Search code examples
haskellmegaparsec

How do I convert a MegaParsec "ParseErrorBundle" into a list of "SourcePos" and error messages


Using the MegaParsec parse function, I'm able to run a parser, and get a ParseErrorBundle if it fails.

I know that I'm able to pretty print the ParseErrorBundle, and get an error message for the entire parse failure, which will include the line and character numbers, using errorBundlePretty.

I also know that I'm able to get a list of ParseError's from a ParseErrorBundle, using bundleErrors. And that I can pretty print these with either parseErrorPretty or parseErrorTextPretty.

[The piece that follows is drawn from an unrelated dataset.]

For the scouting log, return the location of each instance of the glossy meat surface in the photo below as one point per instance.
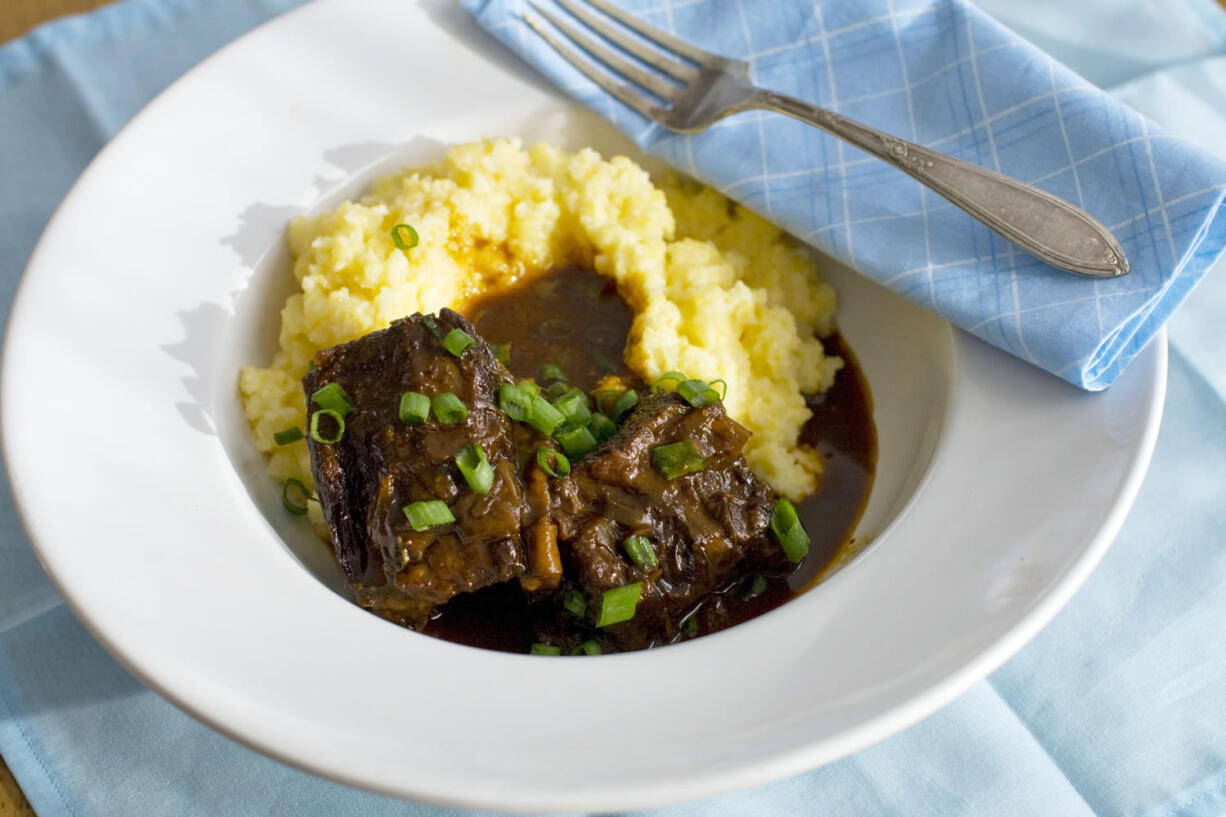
(381, 465)
(708, 529)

I want to be able to run a parser, and if it fails, get a list of (SourcePos, Text), so that I know both the individual error messages, and the location of each error. I can't figure out an elegant way to do this. While I could in theory crib fairly heavily from the source code to errorBundlePretty, I feel like folding over the errors and using reachOffset to advance the PosState can't be the easiest way to go about this?.


Solution

  • Note that, if you're using megaparsec >= 7.0.0, I think you're supposed to use attachSourcePos for the traversal. It returns a NonEmpty of (ParseError, SourcePos) pairs. I think it would look like:

    import qualified Text.Megaparsec as MP
    import qualified Data.Text as T
    import Data.List.NonEmpty (NonEmpty (..))
    import Data.Void
    
    annotateErrorBundle :: MP.ParseErrorBundle T.Text Void -> NonEmpty (MP.SourcePos, T.Text)
    annotateErrorBundle bundle
      = fmap (\(err, pos) -> (pos, T.pack . MP.parseErrorTextPretty $ err)) . fst $
        MP.attachSourcePos MP.errorOffset
                           (MP.bundleErrors bundle)
                           (MP.bundlePosState bundle)
    

    Note that unlike your proposed answer, attachSourcePos threads the PosState properly through the traversal of the error bundle, rather than throwing the updated state away after every reachOffset call. As a result, I believe it will be more efficient for a large number of errors. (It also uses reachOffsetNoLine instead of reachOffset which may be more efficient for certain stream types.

    If you're using a megaparsec < 7.0.0, you might want to try to adapt the source for attachSourcePos from later versions.